Harry Potter et les reliques de la mort
21 nov. 2008Auteur : Joanne Rowling
Références bibliographiques : ( lien )
Septième et dernier tome de la série, cette poursuite des reliques de la mort est aussi le plus épais. L'intrigue démarre peu après la fin du sixième tome. Les Mangemorts s'affichent de plus en plus. L'Ordre du phénix n'est plus que l'ombre de ce qu'il a été. Bref, le monde des sorciers est durement secoué.
Harry et ses amis poursuivent la mission que leur a confiée Dumbledore en respectant le secret qu'il leur a fait jurer. Ils traversent de nombreux lieux, affrontent de nombreux dangers et subissent surtout l'épreuve du doute. Voldemort prend officieusement le pouvoir mais laisse ses séides occuper les postes officiels. Rogue, notamment, devient directeur de Poudlard. Harry, Hermione et Ron se cachent, changent de cachette chaque jour, les Mangemeorts retrouvant leur trace avec une étonnante facilité.
Cependant, la quête dure. Elle dure longtemps, même. Les doutes, les échecs ébranlent leur conviction d'oeuvrer dans le bon sens. A tel point que... Non, je ne vous le dirais pas. Il y a tellement peu de suspense dans ce livre que je ne voudrais pas gâcher vos (votre ?) surprises.
En gros, les aventures se succèdent sur plus de 800 pages. Pas franchement excitantes, elles ne font pas avancer l'intrigue réellement non plus. Elles servent à planter le décor, faire mûrir Harry plus qu'en six tomes (six ans d'études à Poudlard). Mais la vraie évolution se produit dans les 100 dernières pages, alors... La fin est assez attendue. Bref...

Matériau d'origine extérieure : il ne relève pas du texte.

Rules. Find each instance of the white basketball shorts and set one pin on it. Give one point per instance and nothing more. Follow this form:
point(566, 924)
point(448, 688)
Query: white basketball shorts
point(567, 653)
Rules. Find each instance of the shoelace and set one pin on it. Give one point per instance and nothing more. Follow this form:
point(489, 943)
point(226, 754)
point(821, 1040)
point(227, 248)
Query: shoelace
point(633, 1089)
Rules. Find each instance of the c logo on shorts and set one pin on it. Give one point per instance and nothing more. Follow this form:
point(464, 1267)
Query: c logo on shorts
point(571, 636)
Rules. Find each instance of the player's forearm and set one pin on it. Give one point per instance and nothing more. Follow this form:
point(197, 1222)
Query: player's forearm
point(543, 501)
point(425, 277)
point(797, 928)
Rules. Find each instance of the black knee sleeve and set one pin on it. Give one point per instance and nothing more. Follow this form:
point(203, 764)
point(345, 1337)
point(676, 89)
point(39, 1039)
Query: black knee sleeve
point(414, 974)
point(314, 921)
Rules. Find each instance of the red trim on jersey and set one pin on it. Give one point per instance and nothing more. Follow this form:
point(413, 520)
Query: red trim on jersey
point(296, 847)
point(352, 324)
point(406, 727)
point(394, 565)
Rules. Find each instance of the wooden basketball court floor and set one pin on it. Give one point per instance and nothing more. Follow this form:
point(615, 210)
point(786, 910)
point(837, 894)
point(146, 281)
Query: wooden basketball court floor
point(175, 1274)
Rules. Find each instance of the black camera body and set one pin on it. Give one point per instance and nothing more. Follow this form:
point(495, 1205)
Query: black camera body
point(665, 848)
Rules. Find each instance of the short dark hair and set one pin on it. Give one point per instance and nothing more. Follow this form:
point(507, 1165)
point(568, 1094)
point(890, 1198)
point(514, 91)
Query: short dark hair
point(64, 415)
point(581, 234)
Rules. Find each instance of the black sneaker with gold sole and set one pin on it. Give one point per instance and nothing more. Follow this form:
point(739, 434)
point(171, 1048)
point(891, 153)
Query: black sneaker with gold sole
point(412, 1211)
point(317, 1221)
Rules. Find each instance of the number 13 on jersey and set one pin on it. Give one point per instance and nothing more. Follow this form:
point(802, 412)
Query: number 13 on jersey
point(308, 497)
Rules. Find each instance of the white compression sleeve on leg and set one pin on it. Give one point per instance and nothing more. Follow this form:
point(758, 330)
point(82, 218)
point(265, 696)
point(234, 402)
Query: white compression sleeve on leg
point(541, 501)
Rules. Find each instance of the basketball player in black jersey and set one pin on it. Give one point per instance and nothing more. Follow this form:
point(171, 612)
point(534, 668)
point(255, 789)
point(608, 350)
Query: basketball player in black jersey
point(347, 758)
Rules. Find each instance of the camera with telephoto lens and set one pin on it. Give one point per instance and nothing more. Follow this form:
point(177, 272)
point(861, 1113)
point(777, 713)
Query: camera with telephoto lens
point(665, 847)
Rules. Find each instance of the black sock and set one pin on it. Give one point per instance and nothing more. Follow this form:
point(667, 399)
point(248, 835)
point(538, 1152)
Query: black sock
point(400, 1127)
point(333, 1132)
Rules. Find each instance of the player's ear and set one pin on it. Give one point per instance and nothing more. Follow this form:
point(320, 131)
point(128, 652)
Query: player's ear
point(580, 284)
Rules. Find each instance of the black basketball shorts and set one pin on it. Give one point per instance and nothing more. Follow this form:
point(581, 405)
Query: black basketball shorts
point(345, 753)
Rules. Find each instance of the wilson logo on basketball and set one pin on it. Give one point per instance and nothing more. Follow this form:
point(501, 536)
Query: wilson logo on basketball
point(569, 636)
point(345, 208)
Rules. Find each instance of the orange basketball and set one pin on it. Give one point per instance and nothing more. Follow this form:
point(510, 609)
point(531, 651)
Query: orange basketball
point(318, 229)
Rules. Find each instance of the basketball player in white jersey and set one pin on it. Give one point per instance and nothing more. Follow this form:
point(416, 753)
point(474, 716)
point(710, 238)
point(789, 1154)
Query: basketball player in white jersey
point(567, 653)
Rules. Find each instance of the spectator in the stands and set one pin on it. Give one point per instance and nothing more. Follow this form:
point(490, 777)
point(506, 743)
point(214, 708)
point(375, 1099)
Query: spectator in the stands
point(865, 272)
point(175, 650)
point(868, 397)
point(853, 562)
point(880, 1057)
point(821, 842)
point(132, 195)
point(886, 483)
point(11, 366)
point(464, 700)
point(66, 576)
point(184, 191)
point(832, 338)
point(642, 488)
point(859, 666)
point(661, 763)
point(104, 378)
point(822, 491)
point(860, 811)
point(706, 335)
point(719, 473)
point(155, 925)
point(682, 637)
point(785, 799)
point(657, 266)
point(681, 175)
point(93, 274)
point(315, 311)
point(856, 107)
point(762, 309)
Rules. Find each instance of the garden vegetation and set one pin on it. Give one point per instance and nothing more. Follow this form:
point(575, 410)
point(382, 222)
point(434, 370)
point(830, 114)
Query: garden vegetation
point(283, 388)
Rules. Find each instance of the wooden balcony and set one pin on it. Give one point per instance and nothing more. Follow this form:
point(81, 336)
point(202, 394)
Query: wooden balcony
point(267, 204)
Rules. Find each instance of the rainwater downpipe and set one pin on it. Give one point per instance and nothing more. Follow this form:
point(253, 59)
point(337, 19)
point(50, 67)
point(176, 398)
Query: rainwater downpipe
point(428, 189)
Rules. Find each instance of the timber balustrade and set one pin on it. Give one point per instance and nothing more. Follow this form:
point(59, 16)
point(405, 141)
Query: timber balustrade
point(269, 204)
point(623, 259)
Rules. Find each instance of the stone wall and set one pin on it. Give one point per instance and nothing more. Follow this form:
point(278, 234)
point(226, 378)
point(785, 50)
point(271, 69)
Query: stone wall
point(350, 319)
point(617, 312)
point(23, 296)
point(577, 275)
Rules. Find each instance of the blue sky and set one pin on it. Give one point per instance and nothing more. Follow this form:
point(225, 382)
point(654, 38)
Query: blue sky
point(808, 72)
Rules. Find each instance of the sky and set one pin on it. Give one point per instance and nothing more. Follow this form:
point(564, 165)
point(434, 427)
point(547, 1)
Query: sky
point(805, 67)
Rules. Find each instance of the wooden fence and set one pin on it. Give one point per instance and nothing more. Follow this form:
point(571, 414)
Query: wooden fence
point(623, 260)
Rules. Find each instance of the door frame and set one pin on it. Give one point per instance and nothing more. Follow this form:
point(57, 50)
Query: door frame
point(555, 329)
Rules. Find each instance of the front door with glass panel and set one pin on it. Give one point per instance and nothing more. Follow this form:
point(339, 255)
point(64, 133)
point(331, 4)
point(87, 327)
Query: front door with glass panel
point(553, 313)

Environ deux kilos de papier (800 pages grand format), heureusement qu'il n'est que broché. Bonjour les crampes. Peut-être que l'auteur (l'éditeur sûrement) veut relancer la mode du lutrin ? Avec des illustration H.P., c'est un produit dérivé auquel ils n'ont pas encore songé. Etonnant, non ? En ce qui me concerne, pendant les 600 premières pages, j'ai lu environ une phrase sur quatre. Ce n'est pas dans mes habitudes. Cependant, je dois avouer que je n'ai rien perdu de la psychologie des personnages ni de l'intrigue qui avance au train d'un escargot asthmatique.
Passons... Cela donne environ 350 pages correctes. En condensant, en faisant de même avec le tome six et en accolant le résultat, on aurait pu avoir un bon livre, digne de ce nom. Seulement, qu'arait-il resté à dire pour pondre le septième tome ? Sans parler des incohérences... La chasse est ouverte aux sang-de-bourbe, aux sang-mélé, aux opposants des Mangemorts. Mais Rogue n'est même jamais mis en cause au sein du mouvement. Alors qu'il est sang-mélé connu (officiel depuis le sixième volume). Sans parler des lâches, des traîtres, des faux-traîtres, de tout ce qui fait rebondir cette aventure au goût de feuileton télévisé sans âme.